The big snow. As everyone was cleaning their sidewalks (not just a habit, but actually a city regulation), the snow was piled on lawns twice as high, which was, at least near the corners, above my head.
I was going to school twice a day at least twice a week - once for the accordion band, once for the maths sekcija. Luckily, the music teacher could lock her cabinet so we didn't have to carry our instruments every time, we could leave them there. And I didn't have to carry it home to have more lessons, because my lessons were just about finished. At times I actually hated to practice, probably because since november 1965 we got our first TV.
The TV being in my room, I got into habit of not going to sleep anytime too early, and in the morning I was pissed off that there was only one channel and it showed only educational programmes that time of day. Still I watched even that and didn't mind that half of it was in croatian (which I, of course, understood even though I didn't quite grasp what's Croatia; was annoyed by things I didn't understand and the generally low quality of the 16mm tape they used, it was always dirty and looked out of focus). There were times when the accordeon teacher would come and I haven't practiced at all; once I even pretended I wasn't at home. Once I had just about 30 minutes to warm up the lunch and get to school. I think this phase didn't last too long.
The accordeon teacher was an interesting guy, by the way. A Montenegrin, pale, could shave thrice a day, hair upright, glasses thick as ashtrays, and even so he was very shortsighted, sometimes he'd just bring the notes to 10cm away from his eyes to be able to see them properly. Being almost blind, he wasn't good for any other kind of work, so they put him up as a switchboard operator in šećerana. And I guess he also played at weddings.
At school we learned a bunch of stuff, of course, and among those was the story of Mičurin, the soviet geneticist who went on creating crossbreeds and hybrids of various plants, trying to create cultivars which would bear richer crops in the harsh northern climate.

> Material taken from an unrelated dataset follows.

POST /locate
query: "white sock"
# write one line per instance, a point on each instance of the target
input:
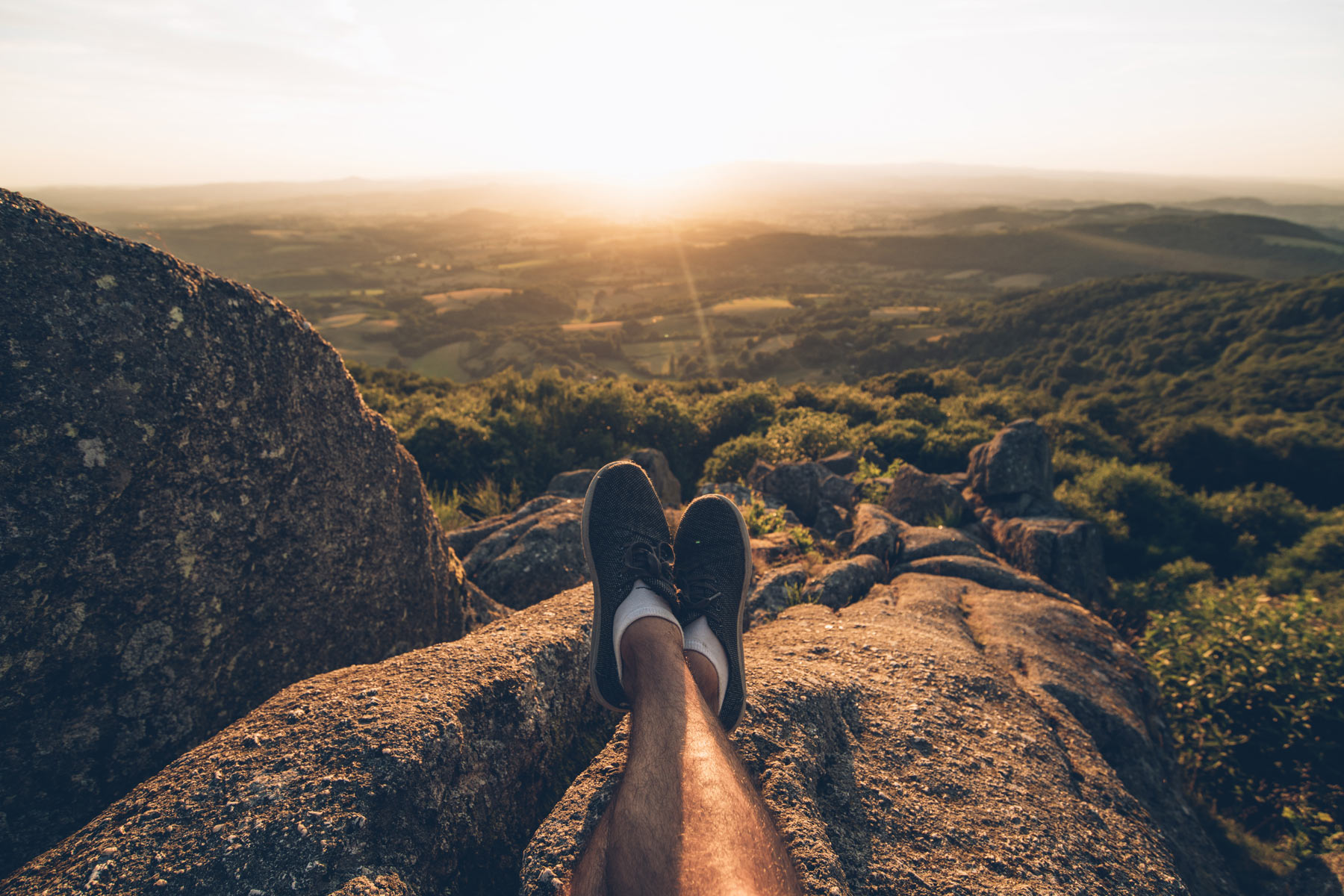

The stories were exaggerated, of course [and I got seriously disappointed with their apples once I saw them on my plate - that was about half the size of what's normal here]. This line of thought bore an unexpected fruit - the crossbreed jokes, of which there were a dozen, which circulated until everybody knew them. The only one I remember is „what do you get when you cross[breed] a hedgehog and an earthworm?“ - „barbed wire“.
Association: „real love must hurt, said the rabbit coming down off a hedgehog“.
The new dinar was launched on new year's date. Same as the old one, just two zeros less, so the old thousand, with that foundry character, was a tenner now. The nicknames remained - it was still a bank (though the last time it had a drawing of the bank's building on the reverse was back in the days of kingdom), som (carp, so „five soma“ was 50 or 5000 dinars, same paper), monkey (jumps easily from hand to hand), rag (because it was printed on bad paper). In Slovenia it was called „juraj“ (george), and I even found they had a band in the eighties (guess... nope, end of century) named „posod' mi jurja“ („lend me a juraj“). They also used it with shorthand plural like any other unit of measure, so it was not „pet somova“ (five carps), it was „pet soma“ (five [of] carp), not „štiri jurjev“ (four georges), but „štirje jurje“.
When the hundred appeared, several years later, brand spanking new, not inherited from the old dinar times, it was called ten thousand anywa. It was seldom called a horse, despite of featuring a rawing of a monument of a rider, it was „crvena“ (the red one), for years, for as long as it stayed in circulation.
The price tags were posted in both currencies, to avoid confusion, for years to come. The best shot came from a footwear shop, where the upper row had a „nova c“ (new p[rice]), and lower „stara c“ (old p). The space was small, so the starac (old man) came across as costing a hundred times more than novac (money).
This mandatory posting of both prices was revoked after a couple of years, but the practice held on, and the inertia was such that deep into the eighties, and even a bit of nineties, we still spoke amounts in old dinars, despite officially writing everything in new dinars.
The kids' series „Thousand whys“ was on, which I often watched at Kale's. It was led by Zoran Radmilović, then a youngster and later a legend of our acthood, and Staša Pešić, one of the few faces I loved to much and didn't understand why. Now we too had a television set, so I watched it at home, I think it was broadcast on sunday mornings. Though, we didn't have a habit to turn it on in daylight, it was a thing for the evening, but there, on sunday mornings there was something to watch.